Although each of these clauses originally applied only to the Federal, the 14th Amendment extended the scope of the entire First Amendment to all levels of government, including the state and local levels.
NY State tried to pass a “Regents Prayer” in 1955 during the height of The Red Scare and McCarthyism (which is also when the words “under God” were added to the Pledge of Allegiance). The prayer was recommended (but not required) for the school districts under its purview. The prayer was relatively short: “Almighty God, we acknowledge our dependence on Thee, and we beg Thy blessings upon us, our parents, our teachers, and our country.” The board stated that the prayer would “combat juvenile delinquency and counter the spread of Communism.” I am proud to say that it was parents in the Herricks School District (where my wife and I live and where we raised out 3 boys) who brought a lawsuit against the prayer and won their case in SCOTUS. That case, Engel v. Vitale, decided in a 6-2 vote in 1962, is the first SCOTUS decision on prayer in schools. Its ruling that it was unconstitutional for schools to compel prayer of any kind effectively ended prayer in public schools. Go Highlanders!!

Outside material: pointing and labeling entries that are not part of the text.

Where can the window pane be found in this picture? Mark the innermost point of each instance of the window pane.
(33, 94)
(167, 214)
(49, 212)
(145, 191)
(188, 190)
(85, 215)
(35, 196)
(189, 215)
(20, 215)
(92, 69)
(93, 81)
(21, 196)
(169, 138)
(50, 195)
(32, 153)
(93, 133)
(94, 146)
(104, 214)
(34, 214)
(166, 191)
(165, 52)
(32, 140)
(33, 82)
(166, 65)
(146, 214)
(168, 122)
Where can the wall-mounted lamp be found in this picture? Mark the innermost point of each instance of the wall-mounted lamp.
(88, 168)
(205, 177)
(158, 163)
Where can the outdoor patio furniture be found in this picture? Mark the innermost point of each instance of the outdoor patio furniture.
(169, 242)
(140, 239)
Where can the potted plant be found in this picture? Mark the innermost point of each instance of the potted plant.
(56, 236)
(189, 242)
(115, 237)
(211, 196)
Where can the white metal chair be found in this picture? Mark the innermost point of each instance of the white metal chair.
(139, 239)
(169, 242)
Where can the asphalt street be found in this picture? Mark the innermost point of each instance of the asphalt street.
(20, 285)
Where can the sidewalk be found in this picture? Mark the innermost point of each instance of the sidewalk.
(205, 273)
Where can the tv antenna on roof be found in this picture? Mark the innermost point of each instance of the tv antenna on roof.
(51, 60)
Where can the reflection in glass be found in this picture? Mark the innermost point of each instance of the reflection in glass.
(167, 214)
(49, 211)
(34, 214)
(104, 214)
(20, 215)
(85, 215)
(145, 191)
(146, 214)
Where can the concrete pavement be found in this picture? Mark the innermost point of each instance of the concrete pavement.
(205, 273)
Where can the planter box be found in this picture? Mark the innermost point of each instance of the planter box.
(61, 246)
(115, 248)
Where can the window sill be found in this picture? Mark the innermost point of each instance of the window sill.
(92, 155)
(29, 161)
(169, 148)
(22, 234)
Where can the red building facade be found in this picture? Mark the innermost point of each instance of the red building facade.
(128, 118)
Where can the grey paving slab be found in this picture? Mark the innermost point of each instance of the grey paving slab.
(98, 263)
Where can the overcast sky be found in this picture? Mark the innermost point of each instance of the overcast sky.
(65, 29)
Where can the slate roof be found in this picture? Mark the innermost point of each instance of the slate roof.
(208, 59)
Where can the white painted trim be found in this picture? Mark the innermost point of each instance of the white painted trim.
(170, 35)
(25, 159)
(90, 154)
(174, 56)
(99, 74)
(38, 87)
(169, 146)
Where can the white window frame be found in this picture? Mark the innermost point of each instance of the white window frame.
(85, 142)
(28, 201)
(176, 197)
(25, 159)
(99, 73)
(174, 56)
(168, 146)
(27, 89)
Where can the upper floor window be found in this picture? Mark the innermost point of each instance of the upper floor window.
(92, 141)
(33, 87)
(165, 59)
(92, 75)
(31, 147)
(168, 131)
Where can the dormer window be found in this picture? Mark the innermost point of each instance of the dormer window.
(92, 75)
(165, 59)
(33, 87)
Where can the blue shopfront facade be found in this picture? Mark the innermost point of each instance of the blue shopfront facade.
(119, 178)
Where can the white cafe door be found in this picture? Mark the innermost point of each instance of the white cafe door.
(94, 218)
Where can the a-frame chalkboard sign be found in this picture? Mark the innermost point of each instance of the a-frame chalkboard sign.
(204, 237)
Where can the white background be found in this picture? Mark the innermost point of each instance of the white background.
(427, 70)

There are some instances when religious freedom and secular rights have been temporarily balanced. Some administrations have introduced a “moment of silence” or “moment of reflection” in which a student may, if they wish to, offer a silent prayer. SCOTUS in Wallace v. Jaffree (1984) held that a moment of silence in schools for the purpose of individual prayer or meditation constituted a valid application of the Free Exercise Clause while a moment of silence for “the clear intended purpose of a state-approved devotional activity” constituted a violation of the Establishment Clause. Generally, if it appears that participants at a state-sponsored event are more likely to influence the State itself, courts may treat prayer as “legislative prayer.” If, on the other hand, the State is more likely to influence participants at its events, courts may treat prayer as “state-sponsored” prayer and thereby rule it unconstitutional.

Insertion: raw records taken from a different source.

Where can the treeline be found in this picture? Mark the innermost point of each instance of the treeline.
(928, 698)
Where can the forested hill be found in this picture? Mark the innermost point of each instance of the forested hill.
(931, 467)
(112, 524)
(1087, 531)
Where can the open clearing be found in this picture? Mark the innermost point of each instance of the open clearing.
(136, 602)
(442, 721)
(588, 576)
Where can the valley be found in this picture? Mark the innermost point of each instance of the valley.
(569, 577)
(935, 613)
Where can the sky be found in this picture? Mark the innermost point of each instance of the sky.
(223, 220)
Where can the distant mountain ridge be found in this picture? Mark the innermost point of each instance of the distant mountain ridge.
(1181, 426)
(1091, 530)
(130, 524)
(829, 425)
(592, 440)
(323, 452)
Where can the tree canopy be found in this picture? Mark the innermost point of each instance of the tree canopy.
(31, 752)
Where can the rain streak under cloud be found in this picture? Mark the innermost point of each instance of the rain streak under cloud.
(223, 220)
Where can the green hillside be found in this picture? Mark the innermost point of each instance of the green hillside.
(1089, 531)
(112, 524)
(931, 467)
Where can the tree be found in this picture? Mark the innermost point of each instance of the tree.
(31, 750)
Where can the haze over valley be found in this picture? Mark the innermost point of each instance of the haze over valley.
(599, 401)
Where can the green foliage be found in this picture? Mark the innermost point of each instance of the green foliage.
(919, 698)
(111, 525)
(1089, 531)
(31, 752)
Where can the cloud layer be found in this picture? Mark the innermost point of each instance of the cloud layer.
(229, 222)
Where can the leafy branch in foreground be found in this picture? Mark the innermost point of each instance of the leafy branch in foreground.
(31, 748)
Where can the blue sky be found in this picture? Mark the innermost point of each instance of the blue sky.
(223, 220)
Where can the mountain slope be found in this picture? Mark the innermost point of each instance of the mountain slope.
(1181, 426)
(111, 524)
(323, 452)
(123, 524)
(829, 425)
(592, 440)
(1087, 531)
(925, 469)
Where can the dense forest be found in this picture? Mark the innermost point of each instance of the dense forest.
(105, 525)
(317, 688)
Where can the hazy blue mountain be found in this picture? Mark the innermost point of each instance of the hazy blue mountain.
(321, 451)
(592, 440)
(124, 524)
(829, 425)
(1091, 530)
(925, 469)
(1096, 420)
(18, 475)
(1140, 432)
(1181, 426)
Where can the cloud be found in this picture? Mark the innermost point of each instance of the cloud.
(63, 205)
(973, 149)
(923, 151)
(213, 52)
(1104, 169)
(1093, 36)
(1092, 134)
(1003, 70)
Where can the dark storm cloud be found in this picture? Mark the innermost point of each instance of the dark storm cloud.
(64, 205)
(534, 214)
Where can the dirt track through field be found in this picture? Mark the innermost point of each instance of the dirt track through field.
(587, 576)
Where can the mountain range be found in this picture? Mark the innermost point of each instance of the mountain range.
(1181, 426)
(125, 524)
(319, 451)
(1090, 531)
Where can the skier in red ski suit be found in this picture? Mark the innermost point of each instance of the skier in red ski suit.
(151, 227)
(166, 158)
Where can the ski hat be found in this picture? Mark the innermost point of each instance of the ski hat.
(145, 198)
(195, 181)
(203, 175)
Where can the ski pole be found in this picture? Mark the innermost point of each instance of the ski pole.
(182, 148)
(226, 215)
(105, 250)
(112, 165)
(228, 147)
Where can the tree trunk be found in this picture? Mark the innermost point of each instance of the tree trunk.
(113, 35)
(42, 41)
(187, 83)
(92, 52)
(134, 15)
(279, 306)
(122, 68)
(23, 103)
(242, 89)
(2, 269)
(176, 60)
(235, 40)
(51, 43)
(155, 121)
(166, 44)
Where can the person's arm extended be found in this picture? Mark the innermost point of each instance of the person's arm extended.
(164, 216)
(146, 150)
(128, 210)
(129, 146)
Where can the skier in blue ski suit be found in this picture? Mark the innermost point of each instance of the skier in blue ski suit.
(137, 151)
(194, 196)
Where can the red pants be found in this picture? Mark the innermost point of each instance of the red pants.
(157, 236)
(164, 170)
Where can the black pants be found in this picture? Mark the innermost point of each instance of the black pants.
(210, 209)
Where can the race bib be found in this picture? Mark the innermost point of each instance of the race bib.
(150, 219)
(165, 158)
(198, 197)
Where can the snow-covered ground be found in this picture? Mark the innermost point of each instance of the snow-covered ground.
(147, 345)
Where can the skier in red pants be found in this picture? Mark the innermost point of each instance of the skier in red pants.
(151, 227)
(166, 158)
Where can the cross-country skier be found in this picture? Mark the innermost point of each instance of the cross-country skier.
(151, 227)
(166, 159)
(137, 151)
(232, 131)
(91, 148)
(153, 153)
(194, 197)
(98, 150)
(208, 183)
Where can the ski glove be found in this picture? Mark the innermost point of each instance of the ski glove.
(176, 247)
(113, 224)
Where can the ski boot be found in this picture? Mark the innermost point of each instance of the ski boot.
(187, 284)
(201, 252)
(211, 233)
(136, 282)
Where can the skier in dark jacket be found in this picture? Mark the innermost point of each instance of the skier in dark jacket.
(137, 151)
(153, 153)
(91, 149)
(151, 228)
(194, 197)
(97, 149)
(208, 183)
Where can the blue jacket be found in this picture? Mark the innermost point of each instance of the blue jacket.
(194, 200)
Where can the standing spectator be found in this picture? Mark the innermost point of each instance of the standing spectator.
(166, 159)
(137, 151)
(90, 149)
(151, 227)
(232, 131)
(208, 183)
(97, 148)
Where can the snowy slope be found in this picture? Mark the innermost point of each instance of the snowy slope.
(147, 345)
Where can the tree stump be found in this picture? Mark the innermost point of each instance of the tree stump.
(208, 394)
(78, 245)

It will all depend on whether the Court feels that students may feel compelled to participate and/or whether the coach doing it on the 50 yard line might seem like the school was endorsing Christian prayer over other prayer. Can you imagine the uproar if the coach were Muslim or Wiccan or wanted to pray in Arabic or conduct an animal sacrificial rite instead of a Christian prayer? If you can imagine the uproar, then you understand why this type of religious performance needs to be banned. Students idolize their coach; he controls their playing time; serves as a role model; and they curry his favor. An athiest or Jewish or Hindi high schooler would be put under tremendous pressure to stand by while his teammates join the coach on the 50 yard line for a prayer. The coach is free to pray silently to himself. He does not need to make a show of it on the 50 yard line. Doing that implies religious preference and ostracizes the other.
That being said, I fully expect this SCOTUS to land 6-3 on the side of the coach. They will likely do their best to limit it to the unclear facts of this case but it will open a door that has been closed tightly for decades.